Samuel Mencoba Lari, Diberondong KKB, Kena Perut dan Kepala
Ia mengetahui risiko suaminya yang bekerja di Papua memang rawan konflik. Dia juga merasa berat melepas kepergian suaminya saat berangkat ke provinsi paling timur di Indonesia tersebut. Namun, demi membiayai ketiga anaknya yang sudah sekolah dan satu masih berusia tiga tahun, dia rela melepaskan. Anak pertama korban duduk di SMA, anak kedua di SMP, dan anak ketiga kelas 6 SD
Terakhir, suaminya menelepon pada 14 Oktober lalu saat turun ke Wamena. Sebab, saat berada di lokasi kerja proyek jalan trans-Papua tak ada sinyal menelepon. Adapun pesan singkat terakhir dari almarhum adalah berpesan kepada dirinya untuk menjaga anak-anaknya.
“Kamu (istri) jangan sampai berpisah dengan anak-anak. Harus bersama-sama terus,” ucap Samuel yang mengirim pesan singkat ke Ludia pada 13 Oktober lalu.
Selain ke istrinya, pada waktu bersamaan, Samuel juga sempat mengirimkan pesan pendek ke anak pertamanya bernama Asdi. “Asdi, jaga adik-adikmu baik-baik jangan diganggu biar bapak tenang bekerja,” tuturnya.
Sementara itu, adik korban, Darmin Pakiding mengatakan, menurut informasi yang dia terima, saat kakaknya tertembak, anggota KKB mendatangi camp PT Istaka Karya. Seketika memaksa karyawan keluar dari camp lalu digiring ke jalan.
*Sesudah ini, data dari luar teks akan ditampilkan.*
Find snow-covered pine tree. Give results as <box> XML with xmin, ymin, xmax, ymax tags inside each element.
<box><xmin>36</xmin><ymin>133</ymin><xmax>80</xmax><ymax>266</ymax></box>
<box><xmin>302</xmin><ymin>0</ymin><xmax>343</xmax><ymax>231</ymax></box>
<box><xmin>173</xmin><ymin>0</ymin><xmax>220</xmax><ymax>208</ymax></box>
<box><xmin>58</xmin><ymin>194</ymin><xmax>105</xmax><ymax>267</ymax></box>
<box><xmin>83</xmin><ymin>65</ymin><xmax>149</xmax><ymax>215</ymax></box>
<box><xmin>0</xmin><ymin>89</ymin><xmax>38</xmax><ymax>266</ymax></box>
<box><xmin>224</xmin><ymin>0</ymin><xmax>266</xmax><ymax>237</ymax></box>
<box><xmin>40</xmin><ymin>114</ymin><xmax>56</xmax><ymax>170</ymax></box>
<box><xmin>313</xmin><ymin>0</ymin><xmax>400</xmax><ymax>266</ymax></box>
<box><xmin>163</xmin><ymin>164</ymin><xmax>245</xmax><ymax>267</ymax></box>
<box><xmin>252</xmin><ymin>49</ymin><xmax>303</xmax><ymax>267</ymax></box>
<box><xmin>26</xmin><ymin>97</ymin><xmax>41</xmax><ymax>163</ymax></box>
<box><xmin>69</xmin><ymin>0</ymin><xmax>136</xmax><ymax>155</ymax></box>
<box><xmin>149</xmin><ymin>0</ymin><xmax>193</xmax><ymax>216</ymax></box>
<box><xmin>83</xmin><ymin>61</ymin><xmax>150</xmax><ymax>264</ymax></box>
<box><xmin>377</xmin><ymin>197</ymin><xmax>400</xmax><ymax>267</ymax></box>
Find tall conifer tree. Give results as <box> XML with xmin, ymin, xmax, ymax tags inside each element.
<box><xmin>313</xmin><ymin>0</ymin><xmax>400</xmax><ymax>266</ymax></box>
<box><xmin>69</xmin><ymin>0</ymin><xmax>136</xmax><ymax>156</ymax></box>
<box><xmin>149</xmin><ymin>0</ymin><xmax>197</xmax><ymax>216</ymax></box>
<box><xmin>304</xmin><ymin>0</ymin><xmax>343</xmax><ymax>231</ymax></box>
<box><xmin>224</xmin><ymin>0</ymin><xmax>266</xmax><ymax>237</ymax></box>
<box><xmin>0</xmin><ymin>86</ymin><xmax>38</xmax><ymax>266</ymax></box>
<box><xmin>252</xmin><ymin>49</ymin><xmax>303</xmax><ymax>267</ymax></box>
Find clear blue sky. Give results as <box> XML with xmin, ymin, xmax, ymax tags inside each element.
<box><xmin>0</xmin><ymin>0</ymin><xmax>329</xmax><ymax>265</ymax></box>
BACA JUGA: Saat KKB Melakukan Pembantaian, 4 Pekerja Ini Lari ke Hutan
“KKB menembak secara membabi buta. Bahkan ada yang pura-pura mati dan berusaha lari. Tapi tetap saja ditembak. Kakak saya juga sempat lari, tapi KKB langsung menembak hingga mengenai perut dan kepalanya. Akhirnya meninggal,” bebernya.
Dalam proyek jalan di Papua, Samuel merupakan kepala mandor. “Kakak itu cukup berpengalaman membangun jembatan. Termasuk Jembatan Kartanegara di Tenggarong yang runtuh dulu sempat pernah ikut bekerja,” ungkapnya. (*/rdh/adw/rom/k15)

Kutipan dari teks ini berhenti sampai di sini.